Padronização de selo para identificação de veículos de pessoas deficientes
Da assessoria da deputada Maria Lúcia Prandi
A deputada Maria Lúcia Prandi (PT) aguarda uma definição do Departamento Nacional de Trânsito (Denatran) sobre a padronização da identificação dos veículos conduzidos ou que transportam portadores de necessidades especiais. A mesma reivindicação já havia sido encaminhada ao Contran e a solicitação foi reiterada pelo presidente do Departamento Estadual de Trânsito (Detran), delegado José Francisco Leigo. O objetivo é acabar com o risco de proprietários de veículos cadastrados em um município serem multados quando utilizarem vagas para portadores de necessidades especiais em outras cidades.

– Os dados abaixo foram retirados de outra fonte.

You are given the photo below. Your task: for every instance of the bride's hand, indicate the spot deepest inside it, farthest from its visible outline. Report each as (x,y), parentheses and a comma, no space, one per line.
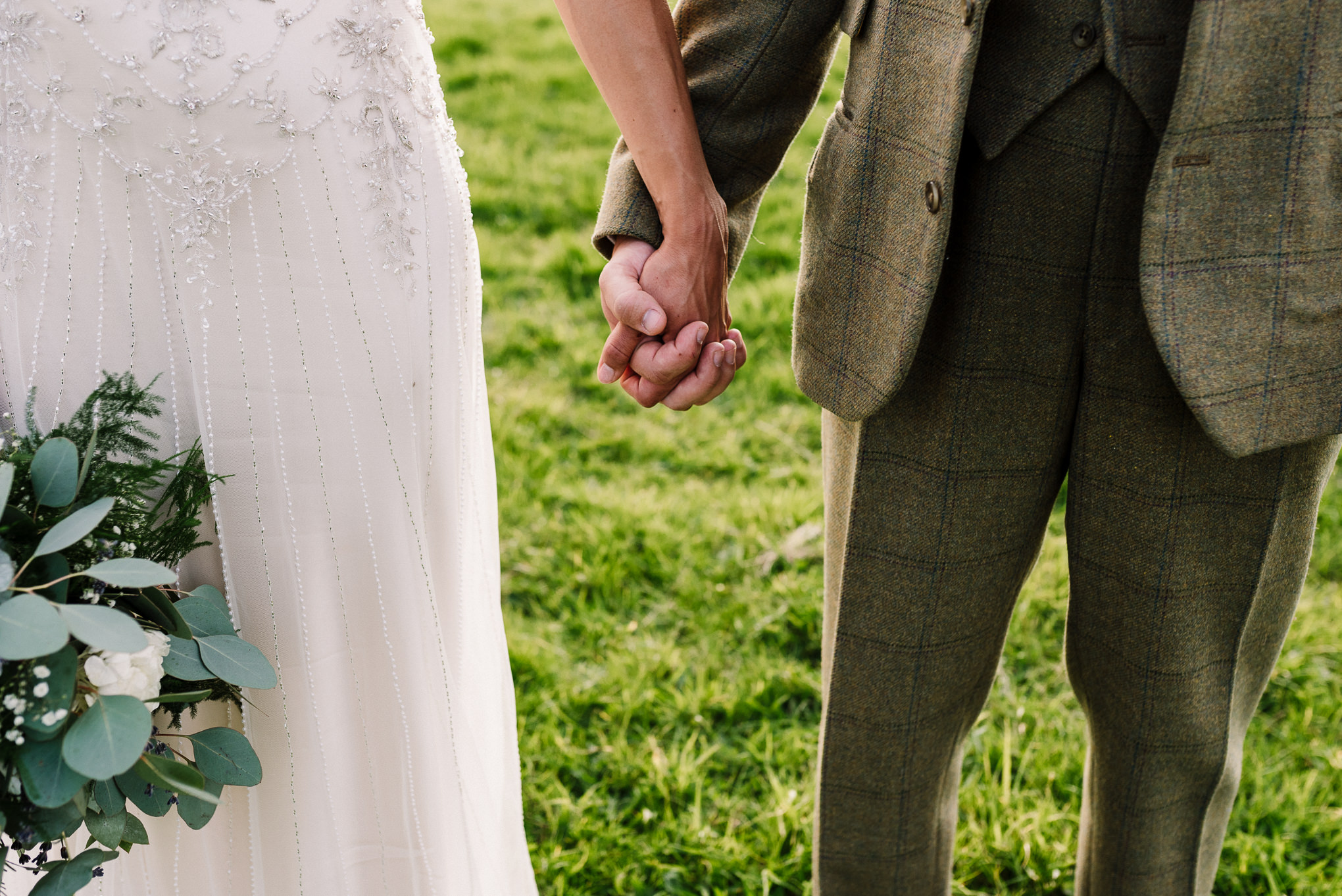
(659,305)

Pela proposta da parlamentar, ao licenciar o carro, o portador de deficiência receberia uma espécie de selo com o símbolo de acessibilidade aceito internacionalmente e previsto na Lei Federal 7405/85 (desenho de um cadeirante com fundo azul), para ser fixado nos vidros traseiro e dianteiro, evitando assim que esta parcela da população tenha de percorrer as companhias e departamentos de trânsito de cada cidade para se cadastrar.

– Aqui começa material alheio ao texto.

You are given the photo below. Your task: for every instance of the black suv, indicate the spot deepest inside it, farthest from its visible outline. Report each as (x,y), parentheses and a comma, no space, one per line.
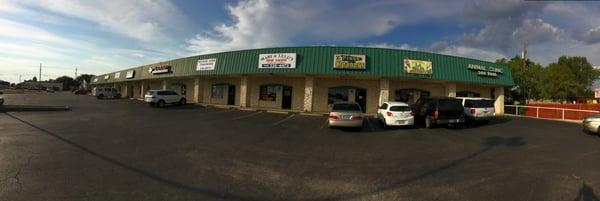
(439,110)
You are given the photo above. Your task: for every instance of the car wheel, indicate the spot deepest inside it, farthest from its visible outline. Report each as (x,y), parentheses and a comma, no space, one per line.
(428,122)
(384,124)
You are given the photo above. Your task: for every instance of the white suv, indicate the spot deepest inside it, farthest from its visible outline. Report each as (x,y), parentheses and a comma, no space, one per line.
(478,109)
(105,92)
(161,97)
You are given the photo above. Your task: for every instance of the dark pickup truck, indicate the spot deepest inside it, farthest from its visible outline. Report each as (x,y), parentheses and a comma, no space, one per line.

"Apesar de óbvia e aparentemente simples, esta padronização da identificação não ocorre e cada cidade adota uma forma diferente para identificar os veículos que têm direito a estacionar nas vagas reservadas aos portadores de necessidades especiais. Mais grave e absurdo é a insensatez dos agentes municipais de trânsito que, com a complacência de seus superiores, multam aquelas pessoas que param nessas vagas, mas estão cadastradas em outra cidade", enfatiza a deputada Prandi.
Para a parlamentar, mesmo a autonomia dos entes federativos e a possibilidade de municipalização do trânsito, prevista no Código Brasileiro de Trânsito, não podem impedir a articulação de uma padronização. "Não é possível que um órgão estadual ou nacional não possa, ao menos, baixar uma norma, determinando que todas as cidades adotem o mesmo padrão de identificação e que esta identificação seja aceita em todos os locais", insiste Maria Lúcia, indignada com a insensibilidade das autoridades.
BAIXADA SANTISTA - Por meio de ofícios enviados aos presidentes do Conselho de Desenvolvimento da Baixada Santista (Condesb) e da Agência Metropolitana de Desenvolvimento (Agem), Koyu Iha, a parlamentar propõe que ao menos na região a padronização seja adotada.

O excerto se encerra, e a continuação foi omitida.